Respiratory Diseases Research, Boehringer Ingelheim Pharma GmbH & Co. KG, Biberach a.d. Riss, Germany.
PLoS One. 2013 Apr 22;8(4):e61193. doi: 10.1371/journal.pone.0061193. Print 2013.
The multidrug resistance protein 4 (Mrp4) is an ATP-binding cassette transporter that is capable of exporting the second messenger cAMP from cells, a process that might regulate cAMP-mediated anti-inflammatory processes. However, using LPS- or cigarette smoke (CS)-inflammation models, we found that neutrophil numbers in the bronchoalveolar lavage fluid (BALF) were similar in Mrp4(-/-) and Mrp4(+/+) mice treated with LPS or CS. Similarly, neutrophil numbers were not reduced in the BALF of LPS-challenged wt mice after treatment with 10 or 30 mg/kg of the Mrp1/4 inhibitor MK571. The absence of Mrp4 also had no impact on the influx of eosinophils or IL-4 and IL-5 levels in the BALF after OVA airway challenge in mice sensitized with OVA/alum. LPS-induced cytokine release in whole blood ex vivo was also not affected by the absence of Mrp4. These data clearly suggest that Mrp4 deficiency alone is not sufficient to reduce inflammatory processes in vivo. We hypothesized that in combination with PDE4 inhibitors, used at suboptimal concentrations, the anti-inflammatory effect would be more pronounced.
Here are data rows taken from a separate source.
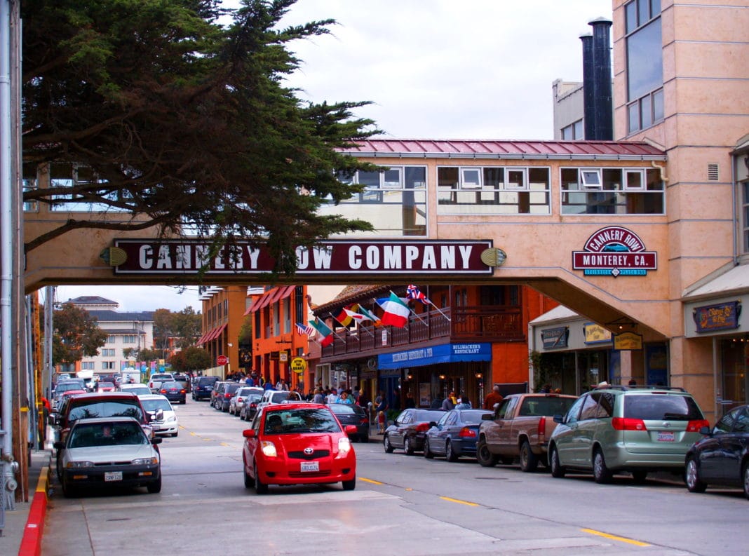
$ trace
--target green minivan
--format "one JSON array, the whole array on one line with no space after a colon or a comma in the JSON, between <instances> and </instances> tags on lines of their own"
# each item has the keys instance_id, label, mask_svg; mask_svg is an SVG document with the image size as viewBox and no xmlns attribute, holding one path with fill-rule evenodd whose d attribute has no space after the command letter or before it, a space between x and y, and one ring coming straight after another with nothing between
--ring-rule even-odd
<instances>
[{"instance_id":1,"label":"green minivan","mask_svg":"<svg viewBox=\"0 0 749 556\"><path fill-rule=\"evenodd\" d=\"M598 388L554 421L551 474L592 472L596 483L609 483L619 472L637 482L649 471L683 472L687 450L709 424L690 394L664 386Z\"/></svg>"}]
</instances>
However, LPS-induced neutrophil recruitment into the lung was no different between Mrp4(-/-) and Mrp4(+/+) mice treated with 3 mg/kg Roflumilast. Finally, the single and combined administration of 10 and 30 mg/kg MK571 and the specific breast cancer resistance protein (BCRP) inhibitor KO143 showed no reduction of LPS-induced TNFα release into the BALF compared to vehicle treated control animals. Similarly, LPS-induced TNFα release in murine whole blood of Mrp4(+/+) or Mrp4(-/-) mice was not reduced by KO143 (1, 10 µM). Thus, BCRP seems not to be able to compensate for the absence or inhibition of Mrp4 in the used models. Taken together, our data suggest that Mrp4 is not essential for the recruitment of neutrophils into the lung after LPS or CS exposure or of eosinophils after allergen exposure.
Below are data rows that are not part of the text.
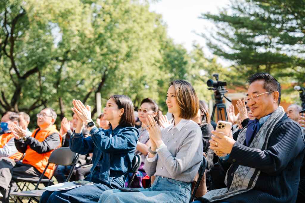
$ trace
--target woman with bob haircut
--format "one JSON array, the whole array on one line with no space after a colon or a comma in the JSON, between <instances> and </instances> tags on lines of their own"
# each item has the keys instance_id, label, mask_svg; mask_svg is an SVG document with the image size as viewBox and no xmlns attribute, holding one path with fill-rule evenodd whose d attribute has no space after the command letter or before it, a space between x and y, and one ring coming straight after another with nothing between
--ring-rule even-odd
<instances>
[{"instance_id":1,"label":"woman with bob haircut","mask_svg":"<svg viewBox=\"0 0 305 203\"><path fill-rule=\"evenodd\" d=\"M40 202L96 202L103 191L124 187L131 167L139 132L134 127L134 106L129 98L114 95L108 99L104 111L104 118L111 124L107 130L95 127L90 106L85 107L79 100L74 100L71 109L78 121L70 138L70 148L81 154L93 153L93 165L84 180L95 184L70 190L46 191ZM83 122L90 131L90 136L85 138L81 133Z\"/></svg>"},{"instance_id":2,"label":"woman with bob haircut","mask_svg":"<svg viewBox=\"0 0 305 203\"><path fill-rule=\"evenodd\" d=\"M108 190L99 203L189 201L192 183L202 160L201 131L191 120L198 112L198 100L189 83L175 80L168 88L166 104L174 118L170 126L161 130L152 117L147 119L151 146L144 167L148 176L156 177L151 187L132 192Z\"/></svg>"},{"instance_id":3,"label":"woman with bob haircut","mask_svg":"<svg viewBox=\"0 0 305 203\"><path fill-rule=\"evenodd\" d=\"M141 127L138 129L140 135L137 145L137 150L135 153L141 156L142 163L137 172L136 176L130 185L131 188L143 187L142 180L146 175L146 173L144 169L144 162L145 161L146 156L148 154L148 147L150 146L150 142L149 141L149 135L148 131L146 129L148 124L146 121L146 118L149 115L151 115L153 117L154 119L157 123L159 123L159 115L158 114L159 107L154 100L150 98L145 98L141 101L140 105L140 107L138 109L138 111L139 114L139 119L142 124ZM125 182L125 186L126 187L128 186L128 182L133 175L132 173L131 173L127 177Z\"/></svg>"}]
</instances>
多药耐药蛋白 4(Mrp4)是一种 ATP 结合盒转运蛋白,能够将第二信使 cAMP 从细胞内输出,这一过程可能调节 cAMP 介导的抗炎过程。然而,在 LPS 或香烟烟雾(CS)炎症模型中,我们发现 LPS 或 CS 处理的 Mrp4(-/-)和 Mrp4(+/+)小鼠支气管肺泡灌洗液(BALF)中的中性粒细胞数量相似。同样,在 LPS 挑战的 wt 小鼠中,用 Mrp1/4 抑制剂 MK571 以 10 或 30mg/kg 治疗后,BALF 中的中性粒细胞数量也没有减少。Mrp4 的缺失也没有影响卵清蛋白致敏小鼠 OVA 气道挑战后 BALF 中的嗜酸性粒细胞数量或 IL-4 和 IL-5 水平。体外全血中 LPS 诱导的细胞因子释放也不受 Mrp4 缺失的影响。这些数据清楚地表明,Mrp4 缺乏本身不足以减少体内的炎症过程。我们假设,与 PDE4 抑制剂联合使用,以亚最佳浓度使用,抗炎效果会更加明显。然而,在 LPS 诱导的中性粒细胞募集到肺部方面,Mrp4(-/-)和 Mrp4(+/+)小鼠用 3mg/kg Roflumilast 治疗之间没有差异。最后,单独和联合使用 10 和 30mg/kg MK571 和特异性乳腺癌耐药蛋白(BCRP)抑制剂 KO143 与载体处理的对照动物相比,没有减少 LPS 诱导的 TNFα 释放到 BALF 中。同样,在 Mrp4(+/+)或 Mrp4(-/-)小鼠的 LPS 诱导的全血中,BCRP 抑制剂 KO143(1、10µM)也没有减少 TNFα 释放。因此,在使用的模型中,BCRP 似乎无法弥补 Mrp4 的缺失或抑制。综上所述,我们的数据表明,Mrp4 对于 LPS 或 CS 暴露后中性粒细胞向肺部的募集或过敏原暴露后嗜酸性粒细胞的募集不是必需的。